Grand-Mère a accordé une place toute particulière à ses résidents qui ont perdu la vie lors des conflits, en les nommant un à un, accompagné d’un coup de canon et d’une chandelle allumée pour chacun d’eux, concrétisant le coût réel local du «sacrifice».

Une voix importante a été donnée à deux résidentes d’une même famille dont le frère a perdu la vie lors du débarquement de Dieppe alors qu’il était âgé d’à peine 18 ans. La photographie qui accompagnait la couronne qu’elles ont déposée au pied du cénotaphe m’a rappelée que derrière chaque coquelicot, se cache un visage qui ne sera jamais oublié par les survivants et que le temps n’a jamais effacé.
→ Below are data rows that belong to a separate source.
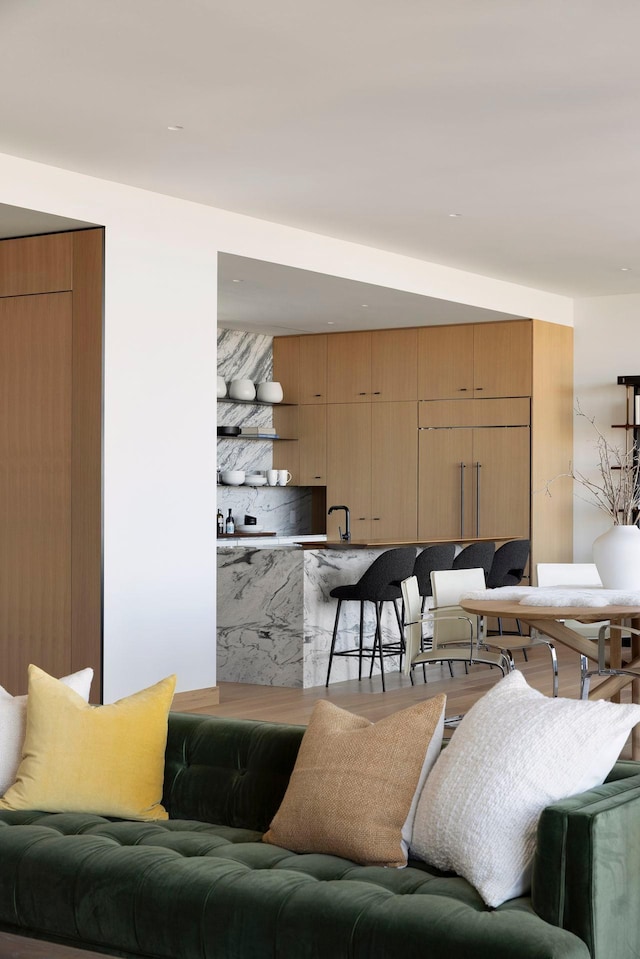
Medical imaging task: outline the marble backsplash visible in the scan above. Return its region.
[216,329,322,536]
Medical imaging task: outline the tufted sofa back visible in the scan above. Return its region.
[163,713,304,832]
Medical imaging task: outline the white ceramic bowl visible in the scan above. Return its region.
[220,470,244,486]
[229,380,256,400]
[257,380,283,403]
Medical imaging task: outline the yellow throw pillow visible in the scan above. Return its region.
[0,665,176,819]
[263,696,446,866]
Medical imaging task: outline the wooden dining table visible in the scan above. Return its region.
[460,598,640,759]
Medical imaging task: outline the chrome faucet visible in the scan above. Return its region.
[327,506,351,543]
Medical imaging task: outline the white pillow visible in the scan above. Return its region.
[411,672,640,906]
[0,668,93,796]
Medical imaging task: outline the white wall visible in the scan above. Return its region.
[0,154,573,701]
[574,295,640,563]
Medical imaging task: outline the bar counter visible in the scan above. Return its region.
[217,537,517,688]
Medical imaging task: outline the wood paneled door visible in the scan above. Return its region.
[0,230,103,701]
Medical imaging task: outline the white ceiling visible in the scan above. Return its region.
[0,0,640,302]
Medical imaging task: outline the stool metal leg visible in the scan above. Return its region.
[325,599,342,686]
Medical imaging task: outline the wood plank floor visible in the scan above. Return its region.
[179,646,631,758]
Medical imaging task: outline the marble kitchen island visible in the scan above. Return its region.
[217,537,504,688]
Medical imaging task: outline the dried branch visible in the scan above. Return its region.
[544,402,640,526]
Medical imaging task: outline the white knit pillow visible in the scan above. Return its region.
[411,672,640,906]
[0,668,93,796]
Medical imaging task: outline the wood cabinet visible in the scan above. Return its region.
[296,404,327,486]
[418,399,530,539]
[418,320,532,400]
[327,402,418,540]
[371,329,418,403]
[297,333,327,404]
[0,229,104,700]
[327,331,371,403]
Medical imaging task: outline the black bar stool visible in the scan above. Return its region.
[325,546,416,692]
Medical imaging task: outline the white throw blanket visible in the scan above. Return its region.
[462,586,640,606]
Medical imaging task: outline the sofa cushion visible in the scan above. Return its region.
[0,665,175,819]
[264,696,446,866]
[0,811,589,959]
[0,668,93,796]
[411,672,640,906]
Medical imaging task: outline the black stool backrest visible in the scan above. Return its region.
[413,543,456,596]
[354,546,416,600]
[451,543,496,579]
[487,539,530,589]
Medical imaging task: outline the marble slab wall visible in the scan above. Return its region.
[216,330,312,536]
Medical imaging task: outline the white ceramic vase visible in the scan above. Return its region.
[593,525,640,590]
[258,380,283,403]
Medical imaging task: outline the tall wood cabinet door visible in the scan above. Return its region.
[473,320,532,396]
[298,333,327,403]
[371,402,418,540]
[273,336,303,403]
[418,429,473,540]
[371,329,418,403]
[298,406,328,484]
[327,403,372,539]
[473,426,531,539]
[327,330,371,403]
[418,325,473,400]
[0,293,73,691]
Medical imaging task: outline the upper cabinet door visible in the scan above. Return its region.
[371,329,418,403]
[327,330,371,403]
[298,333,327,404]
[418,326,474,400]
[473,320,533,397]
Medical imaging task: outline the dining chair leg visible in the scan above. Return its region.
[372,603,386,693]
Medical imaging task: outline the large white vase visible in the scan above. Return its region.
[593,526,640,589]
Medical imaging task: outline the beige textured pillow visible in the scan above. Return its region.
[263,696,446,866]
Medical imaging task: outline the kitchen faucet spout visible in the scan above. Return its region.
[327,506,351,543]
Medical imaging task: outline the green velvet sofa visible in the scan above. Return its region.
[0,713,640,959]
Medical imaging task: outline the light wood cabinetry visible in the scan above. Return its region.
[371,329,418,403]
[418,398,530,539]
[418,320,532,400]
[327,403,373,539]
[327,402,418,540]
[296,404,327,486]
[298,333,327,404]
[274,320,573,567]
[327,331,371,403]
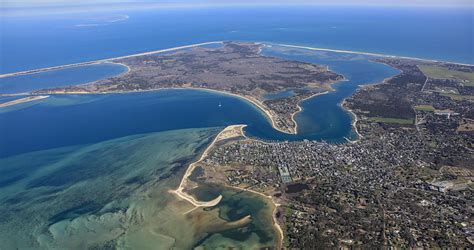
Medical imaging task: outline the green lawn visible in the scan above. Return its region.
[415,105,435,112]
[367,117,413,125]
[418,65,474,86]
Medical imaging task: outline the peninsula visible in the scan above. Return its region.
[34,42,343,134]
[0,95,49,108]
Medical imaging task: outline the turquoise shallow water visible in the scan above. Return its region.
[0,63,127,94]
[0,128,221,249]
[0,47,397,156]
[0,7,474,246]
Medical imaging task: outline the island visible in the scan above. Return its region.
[34,42,343,134]
[0,95,49,108]
[174,53,474,249]
[8,42,474,249]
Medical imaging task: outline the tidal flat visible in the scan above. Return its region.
[0,127,275,249]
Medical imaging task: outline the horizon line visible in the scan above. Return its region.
[0,40,474,78]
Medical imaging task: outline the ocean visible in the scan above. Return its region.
[0,7,474,249]
[0,6,474,73]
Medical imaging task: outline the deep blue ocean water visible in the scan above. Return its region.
[0,63,127,94]
[0,7,474,248]
[0,6,474,73]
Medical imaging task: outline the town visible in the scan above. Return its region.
[191,59,474,248]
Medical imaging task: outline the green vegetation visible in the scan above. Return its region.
[439,93,474,102]
[367,117,413,125]
[418,65,474,86]
[415,105,435,112]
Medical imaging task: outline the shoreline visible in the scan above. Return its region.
[0,41,223,78]
[0,95,49,108]
[174,124,284,248]
[291,90,329,134]
[270,44,474,66]
[37,87,296,135]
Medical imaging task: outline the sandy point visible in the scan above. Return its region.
[170,125,247,209]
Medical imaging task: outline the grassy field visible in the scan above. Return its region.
[367,117,413,125]
[440,93,474,102]
[418,65,474,86]
[415,105,435,112]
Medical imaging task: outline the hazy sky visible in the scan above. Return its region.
[4,0,474,7]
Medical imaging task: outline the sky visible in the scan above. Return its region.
[0,0,474,17]
[4,0,474,8]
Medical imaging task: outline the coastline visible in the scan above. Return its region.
[0,41,223,78]
[0,95,49,108]
[174,124,284,248]
[36,87,296,134]
[291,91,329,134]
[274,44,474,66]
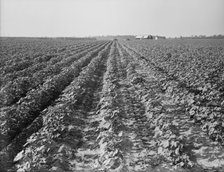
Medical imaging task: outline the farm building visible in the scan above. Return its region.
[154,36,166,40]
[135,35,153,39]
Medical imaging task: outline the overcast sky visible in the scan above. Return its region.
[0,0,224,37]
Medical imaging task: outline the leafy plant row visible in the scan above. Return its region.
[122,41,224,145]
[1,43,108,151]
[0,41,107,106]
[119,43,196,168]
[9,41,111,171]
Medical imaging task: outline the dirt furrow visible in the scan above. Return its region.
[8,41,110,171]
[120,42,224,170]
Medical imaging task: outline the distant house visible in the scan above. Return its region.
[154,36,166,40]
[135,35,153,39]
[135,35,142,39]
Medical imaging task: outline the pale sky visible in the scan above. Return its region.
[0,0,224,37]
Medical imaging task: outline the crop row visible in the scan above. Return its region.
[0,41,107,105]
[122,40,224,145]
[1,43,108,153]
[1,40,105,85]
[8,41,111,171]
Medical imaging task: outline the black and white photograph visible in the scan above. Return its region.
[0,0,224,172]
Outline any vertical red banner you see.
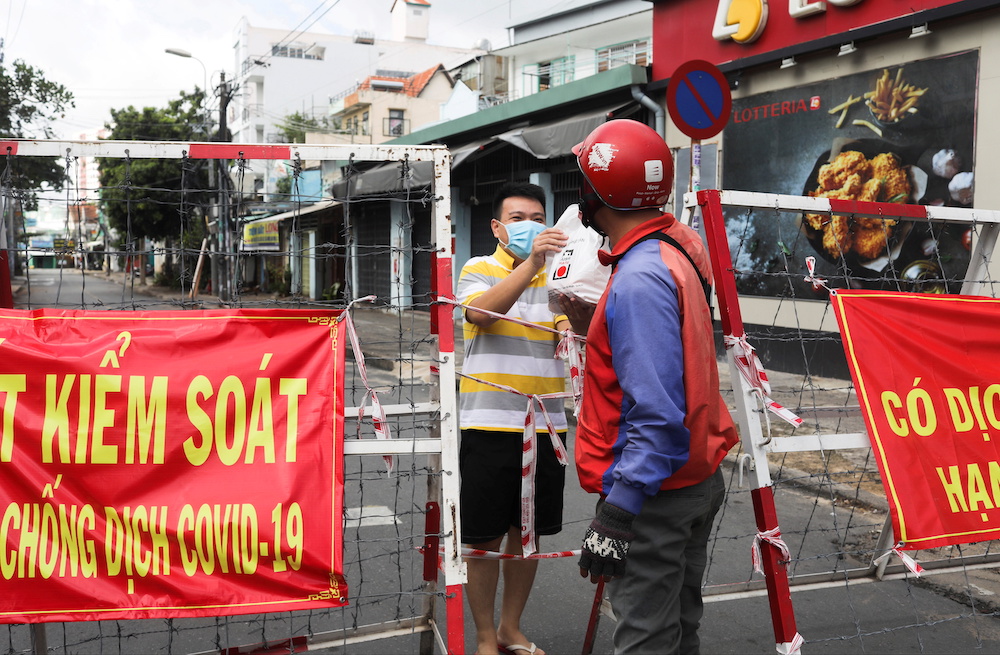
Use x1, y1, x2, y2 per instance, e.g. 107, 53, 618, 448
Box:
0, 310, 347, 622
831, 291, 1000, 550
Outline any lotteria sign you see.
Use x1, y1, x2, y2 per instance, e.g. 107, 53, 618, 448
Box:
653, 0, 961, 80
712, 0, 861, 43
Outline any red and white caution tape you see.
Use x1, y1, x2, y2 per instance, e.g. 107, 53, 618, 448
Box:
872, 544, 924, 578
458, 547, 581, 560
337, 296, 396, 475
438, 296, 587, 416
556, 330, 586, 416
438, 297, 585, 555
459, 373, 570, 555
803, 255, 837, 296
777, 632, 806, 655
723, 334, 802, 427
750, 528, 791, 573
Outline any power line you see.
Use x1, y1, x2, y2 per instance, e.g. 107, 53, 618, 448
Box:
251, 0, 348, 73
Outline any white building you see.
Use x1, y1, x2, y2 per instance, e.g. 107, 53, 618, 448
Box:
493, 0, 653, 99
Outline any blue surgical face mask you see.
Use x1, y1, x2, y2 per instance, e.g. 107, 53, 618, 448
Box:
500, 221, 545, 259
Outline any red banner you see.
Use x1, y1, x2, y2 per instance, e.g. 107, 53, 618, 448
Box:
0, 309, 347, 623
831, 291, 1000, 550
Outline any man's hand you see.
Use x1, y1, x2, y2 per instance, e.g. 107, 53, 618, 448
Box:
528, 227, 569, 271
580, 502, 635, 582
559, 293, 597, 337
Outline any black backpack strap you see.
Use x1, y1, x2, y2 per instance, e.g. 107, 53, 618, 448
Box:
632, 232, 712, 309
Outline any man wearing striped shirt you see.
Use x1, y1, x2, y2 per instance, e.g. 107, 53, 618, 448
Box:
458, 184, 569, 655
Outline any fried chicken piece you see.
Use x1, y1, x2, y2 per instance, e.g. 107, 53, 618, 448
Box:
823, 214, 854, 257
871, 152, 900, 182
805, 150, 912, 259
879, 168, 913, 203
858, 177, 882, 202
816, 150, 871, 191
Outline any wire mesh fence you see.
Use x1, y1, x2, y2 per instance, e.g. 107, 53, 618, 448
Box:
687, 191, 1000, 652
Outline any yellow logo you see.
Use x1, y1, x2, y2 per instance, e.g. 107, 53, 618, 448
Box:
712, 0, 767, 44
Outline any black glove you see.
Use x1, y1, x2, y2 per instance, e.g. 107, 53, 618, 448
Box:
580, 502, 635, 582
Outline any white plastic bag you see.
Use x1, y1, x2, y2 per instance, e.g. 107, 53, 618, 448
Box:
545, 204, 611, 313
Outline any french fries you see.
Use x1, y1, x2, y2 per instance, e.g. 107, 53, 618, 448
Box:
864, 68, 927, 123
851, 118, 882, 136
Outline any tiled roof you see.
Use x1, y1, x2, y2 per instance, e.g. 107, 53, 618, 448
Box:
358, 64, 444, 98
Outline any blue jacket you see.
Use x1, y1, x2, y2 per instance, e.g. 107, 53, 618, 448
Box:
575, 214, 738, 514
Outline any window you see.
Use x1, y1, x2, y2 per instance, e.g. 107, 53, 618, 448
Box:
385, 109, 406, 136
597, 39, 650, 73
536, 57, 575, 91
271, 43, 325, 60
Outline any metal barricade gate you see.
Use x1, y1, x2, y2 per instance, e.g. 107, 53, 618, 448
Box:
681, 190, 1000, 653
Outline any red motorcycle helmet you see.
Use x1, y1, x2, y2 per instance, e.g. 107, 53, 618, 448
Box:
573, 119, 674, 210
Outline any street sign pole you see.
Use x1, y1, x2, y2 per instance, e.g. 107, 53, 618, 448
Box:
667, 59, 733, 229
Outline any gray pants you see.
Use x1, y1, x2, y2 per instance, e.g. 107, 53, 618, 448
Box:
608, 470, 726, 655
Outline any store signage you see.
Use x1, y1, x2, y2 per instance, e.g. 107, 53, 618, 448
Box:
830, 290, 1000, 550
712, 0, 861, 43
0, 309, 347, 623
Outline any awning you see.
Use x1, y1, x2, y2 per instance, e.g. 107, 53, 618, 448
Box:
494, 103, 631, 159
333, 161, 434, 198
450, 136, 497, 168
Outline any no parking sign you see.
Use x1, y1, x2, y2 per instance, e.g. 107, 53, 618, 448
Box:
667, 59, 733, 139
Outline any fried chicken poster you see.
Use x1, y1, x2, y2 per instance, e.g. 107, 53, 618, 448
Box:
0, 309, 347, 623
831, 290, 1000, 550
722, 52, 979, 299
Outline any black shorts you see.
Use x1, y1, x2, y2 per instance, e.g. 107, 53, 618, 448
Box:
459, 430, 566, 544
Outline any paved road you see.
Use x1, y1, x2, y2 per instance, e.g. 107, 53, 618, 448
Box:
8, 270, 1000, 654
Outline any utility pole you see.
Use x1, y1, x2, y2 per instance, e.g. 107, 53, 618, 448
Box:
216, 71, 236, 302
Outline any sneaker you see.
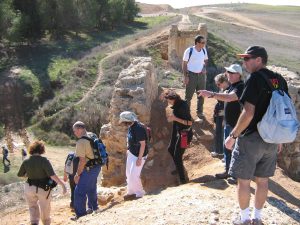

Les 2 femmes ont chacune leur tour, partagé des mots qu’elles ont rédigés avec leur cœur. L’une d’elle est venue me chercher droit au cœur:«Avez-vous déjà plongé votre regard dans les yeux d’un vétéran?», qu’elle a lu, le ton rempli d’amour et de respect pour son frère que la guerre lui a arraché.

À Trois-Rivières comme à Grand-Mère, les émotions étaient palpables pour les vétérans qui étaient présents. Et une chose est certaine: je suis convaincue que ceux qui ne pouvaient y participer, rongés par la peine et l’anxiété des foules, n’ont pas plus participé aux parades du Père Noël non plus….

Pourquoi?

Plongez votre regard dans les yeux d’un vétéran.. et vous comprendrez pourquoi il ne faut pas toucher au jour du Souvenir.

À vous et à votre famille, merci de votre service.

Jenny Migneault est une activiste, militante et «advocate». Elle est également membre du comité aviseur sur les familles d’Anciens Combattants Canada et a recu la Mention élogieuse de l’Ombudsman des vétérans. Elle est actuellement en tournée pan-canadienne pour mieux comprendre les enjeux touchant les familles des militaires et des vétérans.